Fazit. Bei Kommunikationsprozessen müssen zwar Vereinbarungen festgelegt und Regeln eingehalten werden. Willkürliche Zensur und sektiererhaftes Verhalten ist aber fragwürdig und kontraproduktiv. Die Gründe für Sprachkorrekturen sind verschiedenartig:
  • Ethnisch z.B. "rassistisch"
  • Religiös z.B. "blasphemisch, sektiererisch"

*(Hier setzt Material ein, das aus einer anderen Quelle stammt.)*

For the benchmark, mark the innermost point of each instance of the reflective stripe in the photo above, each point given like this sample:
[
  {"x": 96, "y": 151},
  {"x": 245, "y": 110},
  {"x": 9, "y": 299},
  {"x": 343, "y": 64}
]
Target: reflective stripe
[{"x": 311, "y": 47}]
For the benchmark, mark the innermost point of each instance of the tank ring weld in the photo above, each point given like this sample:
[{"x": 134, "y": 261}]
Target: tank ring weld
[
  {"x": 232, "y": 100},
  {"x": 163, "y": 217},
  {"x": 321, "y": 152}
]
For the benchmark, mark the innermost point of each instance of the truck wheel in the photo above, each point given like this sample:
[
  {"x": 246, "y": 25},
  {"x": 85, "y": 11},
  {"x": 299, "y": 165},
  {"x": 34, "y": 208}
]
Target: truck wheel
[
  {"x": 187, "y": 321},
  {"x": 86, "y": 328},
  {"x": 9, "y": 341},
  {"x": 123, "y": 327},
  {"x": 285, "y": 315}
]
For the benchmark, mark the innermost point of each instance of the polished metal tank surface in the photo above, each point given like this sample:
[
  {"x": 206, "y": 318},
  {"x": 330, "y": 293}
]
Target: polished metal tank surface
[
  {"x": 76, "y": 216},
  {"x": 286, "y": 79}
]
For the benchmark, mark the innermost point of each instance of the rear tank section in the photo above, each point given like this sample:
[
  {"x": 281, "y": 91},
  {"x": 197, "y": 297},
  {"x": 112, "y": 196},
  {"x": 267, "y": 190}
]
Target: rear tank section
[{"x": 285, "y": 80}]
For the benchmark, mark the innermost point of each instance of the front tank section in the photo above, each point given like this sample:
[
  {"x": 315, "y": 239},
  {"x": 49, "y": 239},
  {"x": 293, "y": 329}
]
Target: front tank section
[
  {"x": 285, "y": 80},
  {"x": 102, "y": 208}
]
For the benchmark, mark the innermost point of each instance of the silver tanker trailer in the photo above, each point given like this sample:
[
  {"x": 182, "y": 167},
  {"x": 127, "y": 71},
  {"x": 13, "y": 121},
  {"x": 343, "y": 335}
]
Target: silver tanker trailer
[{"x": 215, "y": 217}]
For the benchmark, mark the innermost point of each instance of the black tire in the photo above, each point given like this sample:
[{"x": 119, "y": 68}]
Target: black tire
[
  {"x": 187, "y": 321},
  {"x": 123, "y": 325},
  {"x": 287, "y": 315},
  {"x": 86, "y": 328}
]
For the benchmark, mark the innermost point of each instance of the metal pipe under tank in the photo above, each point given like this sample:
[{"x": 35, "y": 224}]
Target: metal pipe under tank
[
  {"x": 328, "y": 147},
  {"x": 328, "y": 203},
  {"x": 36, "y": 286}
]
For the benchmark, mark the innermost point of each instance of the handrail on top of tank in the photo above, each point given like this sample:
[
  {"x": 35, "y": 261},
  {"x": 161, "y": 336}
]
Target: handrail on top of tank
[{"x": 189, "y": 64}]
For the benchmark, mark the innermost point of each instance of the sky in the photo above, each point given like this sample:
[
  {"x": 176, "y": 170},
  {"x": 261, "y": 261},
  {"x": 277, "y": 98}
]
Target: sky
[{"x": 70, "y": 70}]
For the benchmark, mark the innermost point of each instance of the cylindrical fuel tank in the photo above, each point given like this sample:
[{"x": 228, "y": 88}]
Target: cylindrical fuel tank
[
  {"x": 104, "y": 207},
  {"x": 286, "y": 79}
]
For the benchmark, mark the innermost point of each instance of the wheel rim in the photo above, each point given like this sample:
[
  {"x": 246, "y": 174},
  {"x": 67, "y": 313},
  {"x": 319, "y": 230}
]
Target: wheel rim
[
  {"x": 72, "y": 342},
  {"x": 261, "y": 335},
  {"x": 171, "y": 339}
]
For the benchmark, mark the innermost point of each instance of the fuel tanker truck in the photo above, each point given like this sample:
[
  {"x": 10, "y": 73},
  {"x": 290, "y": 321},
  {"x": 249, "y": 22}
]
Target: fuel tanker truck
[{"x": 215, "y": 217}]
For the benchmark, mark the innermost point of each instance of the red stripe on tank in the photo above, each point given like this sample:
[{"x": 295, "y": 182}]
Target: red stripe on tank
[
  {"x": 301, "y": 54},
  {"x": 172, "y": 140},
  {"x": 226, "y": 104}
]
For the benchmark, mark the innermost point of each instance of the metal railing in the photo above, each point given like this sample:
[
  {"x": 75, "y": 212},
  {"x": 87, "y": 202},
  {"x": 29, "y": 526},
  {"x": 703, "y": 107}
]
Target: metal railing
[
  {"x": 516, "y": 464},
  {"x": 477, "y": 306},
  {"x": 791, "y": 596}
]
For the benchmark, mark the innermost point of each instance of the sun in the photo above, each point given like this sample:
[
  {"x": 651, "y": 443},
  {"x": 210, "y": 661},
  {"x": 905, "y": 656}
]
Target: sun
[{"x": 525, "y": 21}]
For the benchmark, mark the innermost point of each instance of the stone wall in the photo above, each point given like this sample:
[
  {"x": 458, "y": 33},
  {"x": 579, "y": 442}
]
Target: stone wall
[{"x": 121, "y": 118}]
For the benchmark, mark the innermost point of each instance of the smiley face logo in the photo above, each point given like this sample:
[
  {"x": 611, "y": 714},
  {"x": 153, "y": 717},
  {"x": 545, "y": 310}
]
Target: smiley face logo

  • Geographisch z.B. "ungleicher Erfahrungsbereich"
  • Sozial z.B. "elitär, ärmlich"
  • Randgruppen z.B. "blind, krank, alt,"
  • Geschlechtlich z.B. "sexistisch"
  • Markenschutz z.B. "generische Wörter, versteckte Werbung"
  • Vorbildfunktion z.B. "Süssigkeiten, Fastfood, Sex, Drogen, rauhe Sprache"
Der blutleere und abgeschliffener Lesestoff wird dann auf anderen Kanälen kompensiert: die Popkultur zum Beispiel füllt mit ihrer Fülle von Reizen das Vakuum.